2.2. De verdachte is op 31 augustus 2004 veroordeeld tot een gevangenisstraf van drie jaren. Op grond van art. 8 van de op 1 februari 2005 in werking getreden wet van 19 september 2004, Stb. 465 (Wet DNA-onderzoek veroordeelden) is van de verdachte in verband met die veroordeling celmateriaal afgenomen ten behoeve van DNA-onderzoek. De aan het middel ten grondslag liggende opvatting dat de resultaten van dat onderzoek onrechtmatig zijn verkregen gelet op de art. 7 en 8 EVRM, is onjuist (vgl. EHRM 7 december 2006, nr. 29514/05 (Van der Velden tegen Nederland), LJN BA0291).
2.3. Het middel faalt.
3. Beoordeling van het tweede middel
Het middel kan niet tot cassatie leiden. Dat behoeft, gezien art. 81 RO, geen nadere motivering nu het middel niet noopt tot beantwoording van rechtsvragen in het belang van de rechtseenheid of de rechtsontwikkeling.

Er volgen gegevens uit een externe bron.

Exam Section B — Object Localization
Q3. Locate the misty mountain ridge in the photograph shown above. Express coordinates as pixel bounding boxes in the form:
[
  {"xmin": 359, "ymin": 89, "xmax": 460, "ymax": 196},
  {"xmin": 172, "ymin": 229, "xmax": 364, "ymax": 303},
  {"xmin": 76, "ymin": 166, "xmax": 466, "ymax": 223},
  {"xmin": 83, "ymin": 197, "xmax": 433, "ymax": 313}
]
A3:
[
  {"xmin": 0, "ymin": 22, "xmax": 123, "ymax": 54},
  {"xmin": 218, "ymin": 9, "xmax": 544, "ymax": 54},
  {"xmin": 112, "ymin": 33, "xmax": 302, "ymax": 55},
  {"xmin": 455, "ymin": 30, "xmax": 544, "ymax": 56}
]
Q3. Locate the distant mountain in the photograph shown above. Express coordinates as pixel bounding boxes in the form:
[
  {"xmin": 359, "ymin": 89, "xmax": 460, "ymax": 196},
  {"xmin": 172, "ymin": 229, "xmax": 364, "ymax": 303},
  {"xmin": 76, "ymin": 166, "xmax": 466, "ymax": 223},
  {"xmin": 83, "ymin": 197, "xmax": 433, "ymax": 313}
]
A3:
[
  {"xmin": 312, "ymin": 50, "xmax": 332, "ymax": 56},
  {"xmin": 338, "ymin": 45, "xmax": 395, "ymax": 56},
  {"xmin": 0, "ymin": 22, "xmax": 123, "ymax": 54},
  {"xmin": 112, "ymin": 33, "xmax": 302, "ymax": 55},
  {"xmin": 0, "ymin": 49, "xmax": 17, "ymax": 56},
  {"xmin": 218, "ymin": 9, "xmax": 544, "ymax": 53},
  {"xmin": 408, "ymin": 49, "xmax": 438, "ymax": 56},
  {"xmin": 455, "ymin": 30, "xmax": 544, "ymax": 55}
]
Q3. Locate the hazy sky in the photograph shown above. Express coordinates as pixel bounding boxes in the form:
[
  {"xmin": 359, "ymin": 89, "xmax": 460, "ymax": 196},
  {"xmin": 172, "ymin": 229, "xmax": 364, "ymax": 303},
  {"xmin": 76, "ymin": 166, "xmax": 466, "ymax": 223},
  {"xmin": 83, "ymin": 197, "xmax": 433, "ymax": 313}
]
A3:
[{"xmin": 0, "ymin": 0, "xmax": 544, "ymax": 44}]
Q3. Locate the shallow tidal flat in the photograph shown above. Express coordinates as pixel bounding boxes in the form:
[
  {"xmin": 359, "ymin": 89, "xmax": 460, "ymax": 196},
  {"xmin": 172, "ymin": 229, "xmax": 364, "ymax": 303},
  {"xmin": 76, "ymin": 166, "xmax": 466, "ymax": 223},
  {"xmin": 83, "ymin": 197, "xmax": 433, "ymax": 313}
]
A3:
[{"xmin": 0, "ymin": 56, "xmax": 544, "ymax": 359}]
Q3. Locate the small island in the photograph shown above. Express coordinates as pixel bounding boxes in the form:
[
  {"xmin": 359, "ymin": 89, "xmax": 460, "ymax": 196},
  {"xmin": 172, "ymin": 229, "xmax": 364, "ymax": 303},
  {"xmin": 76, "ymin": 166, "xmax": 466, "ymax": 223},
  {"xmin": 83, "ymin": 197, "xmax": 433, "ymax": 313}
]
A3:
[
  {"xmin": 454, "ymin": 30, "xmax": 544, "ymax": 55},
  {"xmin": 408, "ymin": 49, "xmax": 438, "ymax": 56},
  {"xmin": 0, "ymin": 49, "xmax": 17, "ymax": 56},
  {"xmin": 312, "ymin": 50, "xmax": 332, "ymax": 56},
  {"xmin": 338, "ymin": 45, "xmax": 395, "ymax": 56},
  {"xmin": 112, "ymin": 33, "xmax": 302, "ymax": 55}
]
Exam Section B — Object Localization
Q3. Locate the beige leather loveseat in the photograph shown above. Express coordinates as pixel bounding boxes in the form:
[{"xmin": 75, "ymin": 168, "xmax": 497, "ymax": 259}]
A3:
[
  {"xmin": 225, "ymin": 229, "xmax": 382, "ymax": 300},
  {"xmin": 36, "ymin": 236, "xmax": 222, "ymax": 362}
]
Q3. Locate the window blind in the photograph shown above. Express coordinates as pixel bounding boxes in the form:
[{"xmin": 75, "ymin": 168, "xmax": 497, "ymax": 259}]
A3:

4. Ambtshalve beoordeling van de bestreden uitspraak
De Hoge Raad doet uitspraak nadat meer dan twee jaren zijn verstreken na het instellen van het cassatieberoep. Dat brengt mee dat de redelijke termijn als bedoeld in art. 6, eerste lid, EVRM is overschreden. Dit moet leiden tot vermindering van de aan de verdachte opgelegde gevangenisstraf van vijf maanden.
5. Slotsom
Nu geen van de middelen tot cassatie kan leiden, terwijl de Hoge Raad geen andere dan de hiervoor onder 4 genoemde grond aanwezig oordeelt waarop de bestreden uitspraak ambtshalve zou behoren te worden vernietigd, brengt hetgeen hiervoor is overwogen mee dat als volgt moet worden beslist.
6. Beslissing
De Hoge Raad:
vernietigt de bestreden uitspraak, maar uitsluitend wat betreft de duur van de opgelegde gevangenisstraf;
vermindert deze in die zin dat deze vier maanden en twee weken beloopt;
verwerpt het beroep voor het overige.
Dit arrest is gewezen door de raadsheer J.P. Balkema als voorzitter, en de raadsheren B.C. de Savornin Lohman en H.A.G. Splinter-van Kan, in bijzijn van de waarnemend griffier H.J.J. Verhoeven, en uitgesproken op 3 maart 2009.